I wouldn't be thrilled if a daughter of mine came home with either of them, but I can imagine getting to know Callum a little better and can see aspects of his character that are endearing.
Dexter, though I find him entertaining, is another matter entirely. I'd be horrified if a daughter of mine came home with him. His attitude towards women is appalling. Jackie went on and on about Callum's VT claims having slept with 200 women and a mother and daughter amongst them. Yet Dexter referred to women in the most disgustingly mechanistic and misogynistic fashion and somehow that didn't worry her half as much.

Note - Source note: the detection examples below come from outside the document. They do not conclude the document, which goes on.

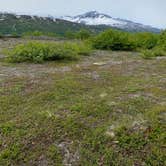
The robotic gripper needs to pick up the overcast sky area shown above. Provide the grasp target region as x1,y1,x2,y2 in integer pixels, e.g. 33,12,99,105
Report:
0,0,166,28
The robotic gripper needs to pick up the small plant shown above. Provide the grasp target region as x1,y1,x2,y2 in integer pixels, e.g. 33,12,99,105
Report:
92,29,135,51
141,50,155,59
7,42,90,63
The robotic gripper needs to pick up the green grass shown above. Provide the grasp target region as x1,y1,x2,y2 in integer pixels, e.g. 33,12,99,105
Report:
0,39,166,166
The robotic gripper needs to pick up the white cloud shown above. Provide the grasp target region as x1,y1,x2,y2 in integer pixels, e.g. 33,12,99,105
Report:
0,0,166,28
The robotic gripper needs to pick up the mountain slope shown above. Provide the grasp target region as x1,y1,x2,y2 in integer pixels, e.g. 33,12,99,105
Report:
0,13,103,35
0,12,160,35
62,11,160,32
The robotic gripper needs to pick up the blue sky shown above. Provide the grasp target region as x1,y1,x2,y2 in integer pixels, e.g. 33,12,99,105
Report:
0,0,166,28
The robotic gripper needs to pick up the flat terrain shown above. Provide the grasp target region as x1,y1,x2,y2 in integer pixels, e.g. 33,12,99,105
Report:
0,39,166,166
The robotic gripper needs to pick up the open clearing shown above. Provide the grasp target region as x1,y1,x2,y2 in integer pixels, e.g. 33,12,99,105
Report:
0,40,166,166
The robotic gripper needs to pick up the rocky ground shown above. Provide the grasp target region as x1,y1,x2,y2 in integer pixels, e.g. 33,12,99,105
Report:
0,39,166,166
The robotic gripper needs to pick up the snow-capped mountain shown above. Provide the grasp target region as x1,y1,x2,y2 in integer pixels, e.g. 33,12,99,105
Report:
61,11,160,32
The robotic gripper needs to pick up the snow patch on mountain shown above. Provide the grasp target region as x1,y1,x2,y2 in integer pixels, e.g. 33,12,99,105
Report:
62,11,126,26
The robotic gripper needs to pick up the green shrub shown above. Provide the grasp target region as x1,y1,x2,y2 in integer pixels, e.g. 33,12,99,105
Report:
92,30,135,50
141,47,166,59
75,29,91,40
141,50,155,59
158,30,166,46
7,42,90,63
133,32,159,49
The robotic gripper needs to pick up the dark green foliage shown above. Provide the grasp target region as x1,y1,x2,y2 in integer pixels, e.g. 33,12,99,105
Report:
133,32,159,49
76,29,91,40
92,29,135,50
5,42,91,63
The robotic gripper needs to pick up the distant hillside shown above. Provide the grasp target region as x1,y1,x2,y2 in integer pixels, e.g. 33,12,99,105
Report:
0,13,159,35
62,11,160,33
0,13,103,34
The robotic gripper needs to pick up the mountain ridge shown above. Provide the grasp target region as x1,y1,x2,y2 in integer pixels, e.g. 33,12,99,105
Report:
0,11,160,35
62,11,160,32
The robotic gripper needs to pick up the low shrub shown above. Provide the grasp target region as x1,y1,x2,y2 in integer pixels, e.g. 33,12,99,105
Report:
7,42,90,63
141,47,166,59
141,50,155,59
133,32,159,49
92,29,135,51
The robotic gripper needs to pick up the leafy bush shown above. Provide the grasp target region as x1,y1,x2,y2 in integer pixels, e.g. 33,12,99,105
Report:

A man who considers it ok to have a different woman for each purpose (the one you have sex with, the one you have cuddles with, the one you can talk to etc) and for each different fetish (the redhead, the blonde etc). He spoke about women like they were fashion accessories who existed solely to serve his desires. Even the 'compliments' he used with the girls in the house sounded like something from the 1950s: good wife material? Seriously?
It's entirely possible that Callum has some kind of disorder. For all we know he could be somewhere on the autistic spectrum and unable to properly read and follow social cues. In which case the hate and vitriol levelled at him would be even more appalling.
Dexter, on the other hand, as entertaining as he may be, is an out and out misogynist who by his own admission treats women like objects and coaches other men to do the same (the whole 'negging' approach to the dating game is truly sick-making).
I wouldn;t want a daughter of mine to come back with either of them; however if they came back with Callum I wouldn't lose respect for them. If they came back with Dexter, I'd have to ask myself how I'd managed to fail them so badly as a parent.